Some things in life are inexplicable. Chocolate chip bagels. Registered independents. The old guy at my gym who huffs oxygen from one of those wheely tanks while he works out.
But maybe most perplexing of all is that adjacent to the paradise that is Los Angeles is the Angeles National Forest. Or, as I prefer, the Devil’s Anus.
I’ve shot two movies up there. One experience was such a well written-and-shot film that it was worth it. The other one... well, as I trekked up the windy main road to the shoot, a Ninja rider sped past me and pancaked into a large rock around the bend. He got off lucky.
Cell phones stop working about 100 yards from the base of this mountainous s-hole. So whatever happens to you in the ANF, literally no one will hear you scream.
There’s snow on the ground year-round up there. Now, I have this on good authority – snow has its advantages. It’s pretty. It’s fun to build things with, such as a snowman, an igloo and the very popular, um, enormous pile of snow. If the power goes out you can take items out of your fridge and stick them in drifts outside your door. Let’s say you have a deceased pet but the ground is too hard to dig a grave. Problem solved.
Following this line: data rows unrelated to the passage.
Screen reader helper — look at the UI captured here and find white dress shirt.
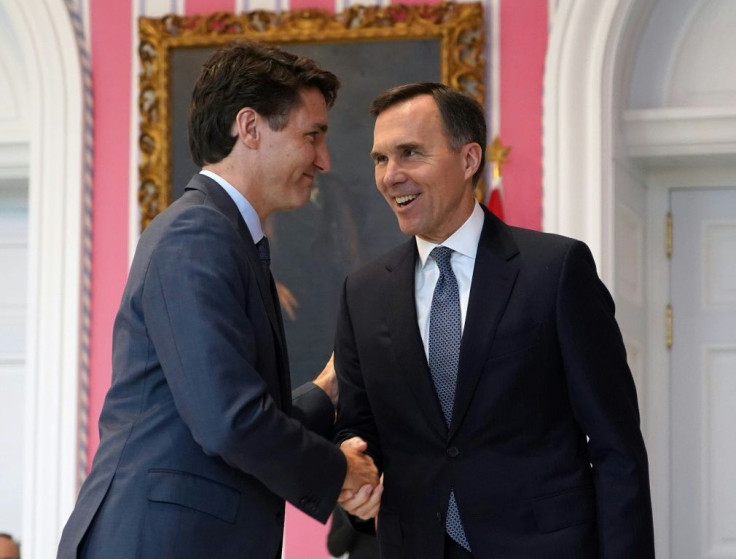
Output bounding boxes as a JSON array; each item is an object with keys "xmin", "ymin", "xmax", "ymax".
[
  {"xmin": 414, "ymin": 202, "xmax": 485, "ymax": 359},
  {"xmin": 200, "ymin": 169, "xmax": 264, "ymax": 243}
]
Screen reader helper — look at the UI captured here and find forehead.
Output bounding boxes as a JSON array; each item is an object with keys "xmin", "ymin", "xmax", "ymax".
[
  {"xmin": 373, "ymin": 95, "xmax": 445, "ymax": 149},
  {"xmin": 289, "ymin": 87, "xmax": 327, "ymax": 126}
]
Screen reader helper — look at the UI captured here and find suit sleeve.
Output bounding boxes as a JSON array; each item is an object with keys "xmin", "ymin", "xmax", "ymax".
[
  {"xmin": 557, "ymin": 242, "xmax": 654, "ymax": 559},
  {"xmin": 291, "ymin": 382, "xmax": 335, "ymax": 439},
  {"xmin": 335, "ymin": 277, "xmax": 382, "ymax": 472},
  {"xmin": 143, "ymin": 206, "xmax": 346, "ymax": 522}
]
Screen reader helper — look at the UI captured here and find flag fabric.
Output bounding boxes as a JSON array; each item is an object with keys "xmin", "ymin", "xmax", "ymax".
[
  {"xmin": 486, "ymin": 136, "xmax": 511, "ymax": 221},
  {"xmin": 488, "ymin": 173, "xmax": 506, "ymax": 221}
]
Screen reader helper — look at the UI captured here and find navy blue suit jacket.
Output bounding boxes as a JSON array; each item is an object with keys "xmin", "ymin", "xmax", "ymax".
[
  {"xmin": 58, "ymin": 175, "xmax": 346, "ymax": 559},
  {"xmin": 335, "ymin": 210, "xmax": 654, "ymax": 559}
]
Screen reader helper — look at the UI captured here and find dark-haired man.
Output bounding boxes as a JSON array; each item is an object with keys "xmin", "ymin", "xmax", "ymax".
[
  {"xmin": 335, "ymin": 83, "xmax": 654, "ymax": 559},
  {"xmin": 58, "ymin": 42, "xmax": 378, "ymax": 559}
]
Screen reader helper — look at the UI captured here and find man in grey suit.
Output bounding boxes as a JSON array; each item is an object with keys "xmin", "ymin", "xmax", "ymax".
[
  {"xmin": 58, "ymin": 42, "xmax": 378, "ymax": 559},
  {"xmin": 335, "ymin": 83, "xmax": 654, "ymax": 559}
]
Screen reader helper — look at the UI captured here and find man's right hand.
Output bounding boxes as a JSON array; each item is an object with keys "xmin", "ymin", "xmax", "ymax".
[
  {"xmin": 340, "ymin": 437, "xmax": 378, "ymax": 493},
  {"xmin": 338, "ymin": 437, "xmax": 383, "ymax": 519}
]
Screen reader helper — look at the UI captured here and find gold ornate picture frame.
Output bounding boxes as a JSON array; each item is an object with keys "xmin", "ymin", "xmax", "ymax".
[
  {"xmin": 138, "ymin": 3, "xmax": 485, "ymax": 230},
  {"xmin": 139, "ymin": 3, "xmax": 485, "ymax": 386}
]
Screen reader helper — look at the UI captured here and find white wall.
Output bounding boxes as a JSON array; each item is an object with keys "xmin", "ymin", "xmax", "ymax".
[{"xmin": 0, "ymin": 1, "xmax": 28, "ymax": 538}]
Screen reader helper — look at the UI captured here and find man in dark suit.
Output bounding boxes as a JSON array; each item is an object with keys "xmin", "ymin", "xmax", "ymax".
[
  {"xmin": 58, "ymin": 42, "xmax": 378, "ymax": 559},
  {"xmin": 335, "ymin": 84, "xmax": 654, "ymax": 559}
]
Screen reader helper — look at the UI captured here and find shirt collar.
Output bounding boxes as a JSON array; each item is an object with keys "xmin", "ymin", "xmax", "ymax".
[
  {"xmin": 200, "ymin": 169, "xmax": 263, "ymax": 243},
  {"xmin": 414, "ymin": 202, "xmax": 485, "ymax": 266}
]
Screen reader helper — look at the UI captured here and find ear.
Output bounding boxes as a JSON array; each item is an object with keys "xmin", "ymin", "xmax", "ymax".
[
  {"xmin": 463, "ymin": 142, "xmax": 483, "ymax": 180},
  {"xmin": 230, "ymin": 107, "xmax": 263, "ymax": 148}
]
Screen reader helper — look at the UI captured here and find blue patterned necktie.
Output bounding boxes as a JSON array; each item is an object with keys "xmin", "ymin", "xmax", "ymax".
[{"xmin": 429, "ymin": 246, "xmax": 470, "ymax": 551}]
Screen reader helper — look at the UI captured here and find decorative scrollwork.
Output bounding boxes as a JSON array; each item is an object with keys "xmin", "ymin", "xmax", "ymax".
[{"xmin": 138, "ymin": 2, "xmax": 485, "ymax": 229}]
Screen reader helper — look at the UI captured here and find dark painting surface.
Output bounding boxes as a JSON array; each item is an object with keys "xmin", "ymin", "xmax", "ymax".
[{"xmin": 171, "ymin": 39, "xmax": 441, "ymax": 386}]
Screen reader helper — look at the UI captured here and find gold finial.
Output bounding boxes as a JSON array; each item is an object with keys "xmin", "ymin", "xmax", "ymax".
[{"xmin": 486, "ymin": 136, "xmax": 511, "ymax": 181}]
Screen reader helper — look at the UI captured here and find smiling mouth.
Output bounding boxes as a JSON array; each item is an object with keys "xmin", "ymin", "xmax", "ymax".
[{"xmin": 394, "ymin": 194, "xmax": 419, "ymax": 208}]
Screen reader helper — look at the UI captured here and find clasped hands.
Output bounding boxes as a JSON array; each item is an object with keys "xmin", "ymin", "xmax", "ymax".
[{"xmin": 337, "ymin": 437, "xmax": 383, "ymax": 520}]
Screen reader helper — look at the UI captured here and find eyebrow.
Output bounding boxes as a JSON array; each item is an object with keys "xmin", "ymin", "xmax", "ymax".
[{"xmin": 371, "ymin": 142, "xmax": 422, "ymax": 159}]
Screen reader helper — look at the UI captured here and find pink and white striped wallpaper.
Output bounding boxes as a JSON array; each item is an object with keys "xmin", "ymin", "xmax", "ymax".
[{"xmin": 85, "ymin": 0, "xmax": 549, "ymax": 559}]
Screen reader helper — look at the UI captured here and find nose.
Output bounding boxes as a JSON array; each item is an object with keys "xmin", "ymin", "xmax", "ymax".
[
  {"xmin": 382, "ymin": 159, "xmax": 406, "ymax": 186},
  {"xmin": 314, "ymin": 142, "xmax": 332, "ymax": 173}
]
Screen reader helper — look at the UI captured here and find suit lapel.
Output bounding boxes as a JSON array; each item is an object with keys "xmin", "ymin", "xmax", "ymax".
[
  {"xmin": 386, "ymin": 239, "xmax": 447, "ymax": 438},
  {"xmin": 186, "ymin": 174, "xmax": 291, "ymax": 406},
  {"xmin": 449, "ymin": 208, "xmax": 519, "ymax": 437}
]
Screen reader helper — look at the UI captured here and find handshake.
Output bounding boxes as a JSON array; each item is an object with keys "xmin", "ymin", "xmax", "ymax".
[{"xmin": 337, "ymin": 437, "xmax": 383, "ymax": 520}]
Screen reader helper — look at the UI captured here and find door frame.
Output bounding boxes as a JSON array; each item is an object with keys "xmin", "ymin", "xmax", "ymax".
[
  {"xmin": 543, "ymin": 0, "xmax": 736, "ymax": 558},
  {"xmin": 3, "ymin": 0, "xmax": 84, "ymax": 557}
]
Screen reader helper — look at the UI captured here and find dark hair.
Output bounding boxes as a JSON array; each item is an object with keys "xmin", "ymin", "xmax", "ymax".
[
  {"xmin": 188, "ymin": 41, "xmax": 340, "ymax": 167},
  {"xmin": 371, "ymin": 82, "xmax": 486, "ymax": 186}
]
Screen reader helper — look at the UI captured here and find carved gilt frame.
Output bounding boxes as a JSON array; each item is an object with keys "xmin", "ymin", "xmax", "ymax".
[{"xmin": 138, "ymin": 3, "xmax": 485, "ymax": 230}]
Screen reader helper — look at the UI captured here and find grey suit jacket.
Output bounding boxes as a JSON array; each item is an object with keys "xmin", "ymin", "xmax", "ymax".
[
  {"xmin": 58, "ymin": 175, "xmax": 346, "ymax": 559},
  {"xmin": 335, "ymin": 206, "xmax": 654, "ymax": 559}
]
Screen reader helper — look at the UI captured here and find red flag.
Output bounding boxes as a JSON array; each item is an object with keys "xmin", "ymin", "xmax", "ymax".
[
  {"xmin": 488, "ymin": 175, "xmax": 506, "ymax": 221},
  {"xmin": 487, "ymin": 136, "xmax": 511, "ymax": 221}
]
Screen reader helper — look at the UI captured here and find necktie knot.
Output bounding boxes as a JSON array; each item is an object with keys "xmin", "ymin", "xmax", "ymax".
[
  {"xmin": 429, "ymin": 246, "xmax": 454, "ymax": 275},
  {"xmin": 256, "ymin": 236, "xmax": 271, "ymax": 268}
]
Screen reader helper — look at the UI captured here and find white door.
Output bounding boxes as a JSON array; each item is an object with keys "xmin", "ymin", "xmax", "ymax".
[
  {"xmin": 0, "ymin": 176, "xmax": 28, "ymax": 539},
  {"xmin": 670, "ymin": 188, "xmax": 736, "ymax": 559}
]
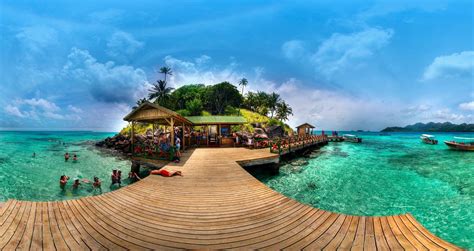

But while it’s one thing to visit the land of ice and snow, it’s a whole other thing to live there. Which makes it all the more confounding that people actually do. Log cabin-dwelling types who think that plaid jackets are evening wear, and a box of wine is Chateau Lafite.
Michael Caine says he chooses films based on their shooting locations. Warm climates only. The man is Albert friggin’ Einstein in my book.